As my late senior partner use to say with regularity. “Most business men spend more time getting their haircut in a year than they do on succession planning in their family business.”
According to a number of studies on the issue of succession in a family held business’s only 1in 3 survive intact and financially healthy with the passing of the original founder when passed down to the next generation. Of course the most successful history of passing family assets etc is in Europe either through royal bloodlines or through the use of “primogeniture” i.e. the oldest son gets the gold and his other siblings get some form of value but not the bulk of it. This can work as long as the oldest son is the most capable of the children to be handling the family assets. Of course that is not the situation in many cases.
So how is a family business passed down to the next generation in such a fashion that it can remain intact and be managed effectively by the most capable sibling. What leads to the next question when dealing with the children. “What is fair and what is equal?” because the two are not necessarily the same. Open and regular communication with your family becomes imperative to effectively design a workable estate plan.
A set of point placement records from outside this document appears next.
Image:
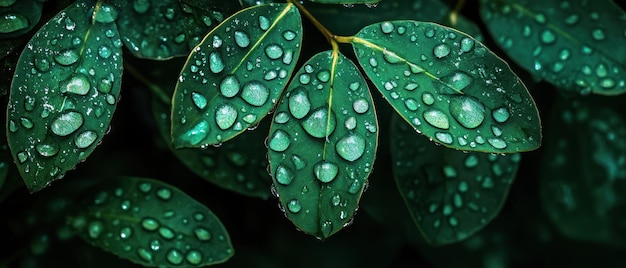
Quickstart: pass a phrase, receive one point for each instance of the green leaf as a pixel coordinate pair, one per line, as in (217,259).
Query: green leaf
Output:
(64,92)
(322,144)
(235,76)
(449,86)
(239,165)
(151,223)
(161,29)
(583,170)
(575,45)
(451,194)
(18,17)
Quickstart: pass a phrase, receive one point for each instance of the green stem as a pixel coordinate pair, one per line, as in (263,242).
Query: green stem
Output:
(156,90)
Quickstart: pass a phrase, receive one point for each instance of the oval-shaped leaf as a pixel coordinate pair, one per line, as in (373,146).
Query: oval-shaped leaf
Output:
(162,29)
(151,223)
(64,92)
(575,45)
(322,144)
(18,17)
(583,171)
(449,86)
(235,76)
(450,194)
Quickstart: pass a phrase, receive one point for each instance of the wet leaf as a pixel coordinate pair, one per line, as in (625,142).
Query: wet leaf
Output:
(64,92)
(151,223)
(322,144)
(575,45)
(238,165)
(450,194)
(235,76)
(161,29)
(583,170)
(18,17)
(449,86)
Estate and succession planning is not a science. There are no set formulas. You may distribute your assets in any fashion you desire. The problem becomes one of taxation. Every plan has a cost attached to it. Once you have determined how you want the control and distribution of your assets done then you have to provide the necessary liquidity to pay the costs (typically capital gains tax liabilities triggered by deemed dispositions.
Properly planned life insurance is typically the most cost effective method of providing liquidity in these circumstances.
As Barry Kaye, a high profile insurance broker in the U.S. succinctly likes to describe life insurance:
“You buy! You die! It pays! Any questions?”